# Mounting a FreeNAS system partition and its storage drives.



## deadbeef (Dec 8, 2019)

Lets keep it short.
I can't mount a Freenas system partition (namely da1p2).
`# mount -o ro -t ufs /dev/da1p2 /mnt
mount: /dev/da1p2: no such file or directory`
what?
/var/log/messages says the drive is properly detected, it is also listed in /dev.
am I missing something?


----------



## VladiBG (Dec 8, 2019)

GhostBSD, pfSense, TrueNAS, and all other FreeBSD Derivatives
					

Questions about 'derivative FreeBSDs', like  GhostBSD DesktopBSD TrueNAS XigmaNAS OPNsense pfSense PacBSD BSD Router Project NomadBSD helloSystem  should be asked on the forums and/or mailing lists for these specific products. See below for links.  If you still think your questions should be...




					forums.freebsd.org


----------



## ralphbsz (Dec 8, 2019)

What does "ls -l /dev/da1p2" say?

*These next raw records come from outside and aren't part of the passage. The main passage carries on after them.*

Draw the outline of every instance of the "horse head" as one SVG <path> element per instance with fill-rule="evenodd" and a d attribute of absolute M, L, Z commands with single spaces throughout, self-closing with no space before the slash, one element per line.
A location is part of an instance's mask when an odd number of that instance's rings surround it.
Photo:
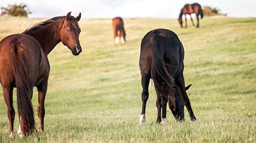
<path fill-rule="evenodd" d="M 81 18 L 81 13 L 77 17 L 70 16 L 70 12 L 66 16 L 62 27 L 61 30 L 61 40 L 63 44 L 70 49 L 72 53 L 77 56 L 82 52 L 82 47 L 79 41 L 79 34 L 81 29 L 78 22 Z"/>

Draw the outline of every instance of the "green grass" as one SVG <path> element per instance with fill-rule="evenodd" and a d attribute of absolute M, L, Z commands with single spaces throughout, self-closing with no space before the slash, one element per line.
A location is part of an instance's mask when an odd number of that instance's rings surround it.
<path fill-rule="evenodd" d="M 43 20 L 0 18 L 0 39 Z M 200 29 L 180 29 L 176 19 L 124 19 L 127 42 L 114 45 L 111 19 L 82 19 L 83 52 L 73 56 L 62 44 L 49 55 L 45 133 L 9 137 L 7 107 L 0 89 L 0 142 L 256 142 L 256 18 L 209 18 Z M 142 102 L 139 68 L 143 36 L 156 28 L 178 35 L 185 50 L 184 76 L 197 120 L 155 123 L 153 87 L 146 122 L 139 125 Z M 18 127 L 16 95 L 15 134 Z M 36 122 L 37 93 L 32 102 Z"/>

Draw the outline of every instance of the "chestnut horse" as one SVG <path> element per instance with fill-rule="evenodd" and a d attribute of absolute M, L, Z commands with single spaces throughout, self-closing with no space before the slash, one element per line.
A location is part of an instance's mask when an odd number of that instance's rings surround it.
<path fill-rule="evenodd" d="M 50 72 L 47 55 L 61 41 L 74 55 L 82 52 L 78 23 L 81 13 L 76 18 L 70 14 L 38 23 L 22 34 L 8 36 L 0 42 L 0 82 L 8 107 L 11 137 L 14 136 L 15 116 L 14 87 L 17 88 L 19 136 L 30 134 L 35 129 L 31 102 L 34 86 L 38 91 L 39 129 L 44 131 L 45 98 Z"/>
<path fill-rule="evenodd" d="M 126 34 L 124 30 L 124 21 L 123 19 L 119 17 L 116 17 L 112 19 L 112 21 L 113 30 L 114 30 L 115 45 L 119 44 L 119 38 L 121 38 L 121 44 L 124 44 Z"/>
<path fill-rule="evenodd" d="M 194 26 L 193 19 L 191 17 L 191 14 L 193 13 L 194 13 L 195 14 L 196 19 L 197 20 L 197 24 L 196 25 L 196 27 L 199 28 L 199 15 L 201 15 L 201 19 L 202 19 L 203 17 L 203 12 L 202 9 L 201 8 L 201 6 L 197 3 L 193 3 L 192 4 L 187 4 L 184 6 L 184 7 L 183 7 L 182 9 L 181 9 L 178 19 L 178 21 L 179 24 L 180 24 L 181 27 L 183 27 L 182 15 L 185 15 L 185 28 L 186 28 L 187 26 L 186 24 L 186 15 L 189 15 L 189 16 L 190 16 L 190 19 L 191 19 L 191 21 L 192 22 L 192 24 L 193 25 L 193 26 Z"/>
<path fill-rule="evenodd" d="M 185 90 L 184 58 L 182 44 L 177 35 L 171 31 L 163 29 L 155 30 L 148 32 L 142 39 L 139 63 L 143 88 L 140 124 L 146 120 L 146 105 L 148 98 L 150 78 L 154 80 L 156 92 L 157 122 L 166 122 L 168 97 L 173 98 L 177 89 L 189 113 L 190 119 L 196 120 Z M 172 105 L 175 108 L 175 102 L 173 103 Z"/>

Not just whether it is listed, but the details (device type, permissions, ...).
What happens if you try reading a few MiB from that device with dd?


----------



## Phishfry (Dec 8, 2019)

I would aslo recommend checking out the partition to make sure it is UFS. There is a chance it is the EFI partition.
`file -s /dev/da1p2`

Also try another style mount directive.
`mount -r  -v /dev/da1p2 /mnt`


----------